Limitations before a table can be sharded or partitioned

Question

I'm new to database system design. After reading many articles, I am really confused what is the limit we should have 1 table without sharding or partitioning. I know it's really difficult to provide a general answer, things depend on factors like row size, data type (string, blob, etc.), number of active queries, what kind of queries, index reread/rewrite, expected latency, but when someone asks this question if With 1 billion pieces of data and millions of rows added every day, what do you do? For such a large database, the latency for 4 read, 1 write, and 2 update queries needs to be less than 5 milliseconds. If you only have 10

P粉401901266 · Answer

Some answers for MySQL. Since all databases are subject to disk space, network latency, etc. other engines may be similar.

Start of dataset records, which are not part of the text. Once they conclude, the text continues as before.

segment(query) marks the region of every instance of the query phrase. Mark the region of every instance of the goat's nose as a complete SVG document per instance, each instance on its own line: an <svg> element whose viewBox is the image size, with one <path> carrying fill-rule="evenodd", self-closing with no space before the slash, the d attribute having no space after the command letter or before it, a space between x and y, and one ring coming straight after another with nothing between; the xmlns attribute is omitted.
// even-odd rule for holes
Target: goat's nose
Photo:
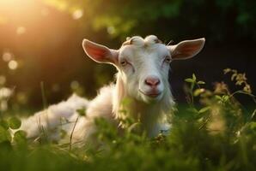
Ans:
<svg viewBox="0 0 256 171"><path fill-rule="evenodd" d="M145 80L145 84L151 87L154 87L160 84L160 80L154 77L149 77Z"/></svg>

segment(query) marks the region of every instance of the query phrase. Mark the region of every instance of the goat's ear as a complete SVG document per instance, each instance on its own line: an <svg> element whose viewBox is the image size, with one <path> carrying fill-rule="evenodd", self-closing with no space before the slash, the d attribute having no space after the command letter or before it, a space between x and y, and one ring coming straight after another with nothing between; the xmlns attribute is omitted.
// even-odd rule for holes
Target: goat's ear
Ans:
<svg viewBox="0 0 256 171"><path fill-rule="evenodd" d="M205 38L198 38L194 40L185 40L180 42L178 44L168 46L171 52L173 60L188 59L203 49Z"/></svg>
<svg viewBox="0 0 256 171"><path fill-rule="evenodd" d="M88 56L99 63L115 64L119 61L119 50L111 50L88 39L82 40L82 48Z"/></svg>

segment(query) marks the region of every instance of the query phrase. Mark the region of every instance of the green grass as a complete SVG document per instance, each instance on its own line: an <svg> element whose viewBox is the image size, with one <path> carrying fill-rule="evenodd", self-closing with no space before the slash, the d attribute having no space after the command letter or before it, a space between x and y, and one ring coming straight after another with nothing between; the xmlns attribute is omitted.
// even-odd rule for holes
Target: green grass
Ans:
<svg viewBox="0 0 256 171"><path fill-rule="evenodd" d="M120 135L115 127L99 119L95 121L97 145L91 142L70 149L69 144L43 139L29 141L24 132L12 138L9 128L18 128L19 120L1 118L0 168L256 170L255 103L244 107L225 86L198 91L204 83L194 75L186 80L190 87L188 103L177 106L168 136L148 139L137 132L139 124L133 120ZM250 91L242 93L255 99Z"/></svg>

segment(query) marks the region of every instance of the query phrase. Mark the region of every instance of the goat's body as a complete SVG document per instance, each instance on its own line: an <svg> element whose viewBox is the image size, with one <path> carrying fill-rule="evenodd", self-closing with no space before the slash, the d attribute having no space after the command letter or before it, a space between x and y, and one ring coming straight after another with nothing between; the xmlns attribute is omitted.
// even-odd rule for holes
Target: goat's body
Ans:
<svg viewBox="0 0 256 171"><path fill-rule="evenodd" d="M60 130L64 130L68 136L73 132L73 142L88 142L96 131L95 118L104 118L118 128L119 118L113 112L115 88L113 85L101 88L98 96L91 101L72 95L64 102L51 105L48 109L23 119L21 129L26 131L27 138L30 139L35 139L40 133L46 133L50 140L59 141ZM140 117L143 127L149 137L157 135L161 130L168 129L167 124L155 123L161 108L159 103L144 105L137 101L131 103L136 104L130 106L133 109L132 113L139 115L133 117ZM85 116L77 113L77 109L82 109L86 110Z"/></svg>
<svg viewBox="0 0 256 171"><path fill-rule="evenodd" d="M95 132L95 118L101 117L114 122L111 100L113 91L113 86L105 86L92 101L72 95L67 101L51 105L48 109L23 119L21 130L27 132L27 138L34 139L46 132L48 139L58 141L62 129L68 135L73 132L73 142L87 141ZM86 110L85 116L80 116L76 111L82 109Z"/></svg>
<svg viewBox="0 0 256 171"><path fill-rule="evenodd" d="M125 110L129 115L126 116L140 121L149 137L156 136L161 130L168 128L167 118L174 105L168 83L170 62L195 56L204 44L204 38L200 38L168 46L154 35L144 39L136 36L128 38L117 50L84 39L82 47L91 59L116 67L116 85L101 88L92 101L73 95L67 101L25 119L21 129L27 131L29 138L36 138L46 130L52 140L59 140L64 129L72 135L73 142L85 143L96 131L95 118L105 118L118 128L124 126L121 111ZM126 98L129 103L125 106ZM86 109L85 116L76 111L82 109ZM68 121L63 123L63 118Z"/></svg>

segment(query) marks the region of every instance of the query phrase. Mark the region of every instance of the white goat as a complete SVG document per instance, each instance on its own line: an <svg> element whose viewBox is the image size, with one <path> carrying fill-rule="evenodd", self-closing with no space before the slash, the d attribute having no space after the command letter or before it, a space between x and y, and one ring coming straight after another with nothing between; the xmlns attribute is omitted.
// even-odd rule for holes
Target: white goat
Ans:
<svg viewBox="0 0 256 171"><path fill-rule="evenodd" d="M204 44L204 38L199 38L165 45L154 35L144 39L135 36L127 38L119 50L112 50L84 39L83 50L91 59L116 67L116 84L101 88L92 101L73 95L67 101L25 119L21 129L27 131L27 137L31 138L37 137L40 127L44 127L52 130L49 135L52 139L58 140L58 126L61 118L73 123L62 127L70 134L79 115L76 109L85 108L87 115L76 121L73 139L86 142L95 132L94 121L97 117L103 117L118 127L122 119L122 101L128 97L129 113L132 117L140 118L149 137L155 136L167 129L165 118L174 105L168 84L170 62L192 57L202 50Z"/></svg>

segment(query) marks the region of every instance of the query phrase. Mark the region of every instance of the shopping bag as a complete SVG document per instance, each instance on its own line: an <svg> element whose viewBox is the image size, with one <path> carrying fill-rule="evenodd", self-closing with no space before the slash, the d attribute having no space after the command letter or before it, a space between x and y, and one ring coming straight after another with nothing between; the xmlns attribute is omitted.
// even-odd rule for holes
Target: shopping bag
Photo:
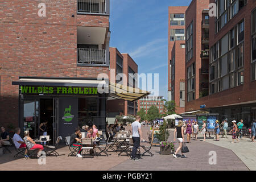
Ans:
<svg viewBox="0 0 256 182"><path fill-rule="evenodd" d="M188 150L188 147L187 147L185 143L183 142L183 144L182 147L181 147L181 152L182 153L187 153L188 152L189 152L189 150Z"/></svg>

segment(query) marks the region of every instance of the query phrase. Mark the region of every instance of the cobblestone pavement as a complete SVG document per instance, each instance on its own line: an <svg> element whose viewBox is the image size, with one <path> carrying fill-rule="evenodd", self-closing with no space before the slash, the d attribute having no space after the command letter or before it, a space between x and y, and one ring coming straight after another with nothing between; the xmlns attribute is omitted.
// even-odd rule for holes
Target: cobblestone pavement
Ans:
<svg viewBox="0 0 256 182"><path fill-rule="evenodd" d="M144 139L147 139L147 131L149 127L142 127ZM173 130L170 130L169 141L173 141ZM186 138L186 137L185 137ZM144 144L142 143L141 144ZM175 143L175 147L177 143ZM249 170L243 163L230 150L228 150L208 142L191 140L187 146L189 152L186 154L187 158L178 157L175 159L171 155L159 155L159 147L152 147L153 157L143 156L139 161L127 160L111 168L110 170ZM210 165L209 152L217 153L217 164ZM255 154L255 153L254 153Z"/></svg>
<svg viewBox="0 0 256 182"><path fill-rule="evenodd" d="M228 139L222 138L220 141L207 139L207 142L216 146L232 150L236 155L251 171L256 171L256 142L251 142L250 138L242 137L240 142L231 143L232 136L228 135Z"/></svg>
<svg viewBox="0 0 256 182"><path fill-rule="evenodd" d="M142 127L143 138L147 140L147 131L149 126ZM173 131L171 131L169 138L172 141ZM177 143L175 143L177 146ZM142 144L149 145L148 143ZM75 156L67 157L69 153L66 146L57 150L60 156L46 158L46 164L39 165L36 159L27 160L19 156L14 159L16 154L12 149L13 154L5 154L0 156L1 170L248 170L246 166L230 150L217 146L208 142L192 140L188 144L190 152L187 158L173 158L172 155L159 155L159 147L152 147L155 155L144 156L143 159L134 162L129 156L118 156L117 153L110 152L109 157L101 156L85 159ZM217 165L210 165L208 163L210 151L217 152ZM142 151L143 150L142 149ZM255 154L255 152L254 153Z"/></svg>

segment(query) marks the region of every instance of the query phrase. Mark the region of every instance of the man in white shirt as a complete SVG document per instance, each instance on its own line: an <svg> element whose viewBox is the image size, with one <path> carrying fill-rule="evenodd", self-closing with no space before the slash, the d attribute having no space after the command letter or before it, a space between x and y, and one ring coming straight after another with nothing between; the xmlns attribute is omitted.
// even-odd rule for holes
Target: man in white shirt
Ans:
<svg viewBox="0 0 256 182"><path fill-rule="evenodd" d="M139 147L141 139L142 139L142 133L141 131L141 117L137 115L136 117L136 121L134 121L131 126L131 131L133 134L133 148L131 152L131 159L134 160L139 160L139 159L136 158L136 153L138 148Z"/></svg>
<svg viewBox="0 0 256 182"><path fill-rule="evenodd" d="M20 133L20 129L19 127L17 127L15 129L15 134L13 136L13 139L14 142L14 144L15 145L16 148L26 148L26 144L24 140L21 138L19 134ZM25 155L27 154L27 148L26 149Z"/></svg>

Regardless of the number of rows, a "point query" (getting a row using a suitable index) takes several milliseconds.
It is possible to write a SELECT that takes hours or even days to run. So you need to understand if the query is pathological like this. (I think this is an example of high "latency".)
"Sharding" is required when you cannot sustain the required number of writes on a single server.
Large reads can be scaled "infinitely" by using replication and sending reads to replicas.
PARTITIONing (especially in MySQL) has few uses. More details: Partition
INDEX is very important for performance.
For data warehouse applications, building and maintaining "summary tables" is critical for large-scale performance. (Some other engines have some built-in tools.)
Inserting a million rows per day is not a problem. (Of course, some schema designs may cause this problem.) Rule of thumb: 100/sec may not be a problem; 1000/sec may be possible; after that it gets harder. More aboutHigh-speed ingest
Network latency mainly depends on the distance between the client and the server. It takes more than 200 milliseconds to reach the other side of the Earth. On the other hand, if the client and server are in the same building, the latency will be less than 1 millisecond. If on the other hand you are referring to how long it takes to run a query, then here are some rules of thumb: 10ms for a simple query that needs to hit the HDD disk; 1ms for an SSD.
UUIDs and hashes are very detrimental to performance if the data is too large to be cached in RAM.
I didn't mention the read/write ratio because I prefer to judge reading and writing independently.
"Ten thousand reads per second" is difficult to achieve; I think few applications really need this. Or they can find a better way to achieve the same goal. How quickly can a user issue a query? Maybe one per second? How many users can be connected and active at the same time? Hundreds.
(My opinion) Most benchmarks are useless. Some benchmarks can show that one system is twice as fast as another. so what? Some benchmarks show that when you have more than a few hundred active connections, throughput stalls and latency tends to infinity. so what. Capturing actual queries after the application has been running for a while is probably the best baseline. But its uses are still limited.
Almost always a single table is better than a split table (multiple tables; partition; shard). If you have specific examples, we can discuss the pros and cons of table design.
Row size and data type - Large columns (TEXT/BLOB/JSON) are stored "unlogged", thus [potentially] causing additional disk hits. Disk hits are the most expensive part of any query.
Active Queries - After a few dozen times, queries will conflict with each other. (Imagine a grocery store with lots of shoppers pushing shopping carts - "too many" shoppers and everyone taking a long time to finish.)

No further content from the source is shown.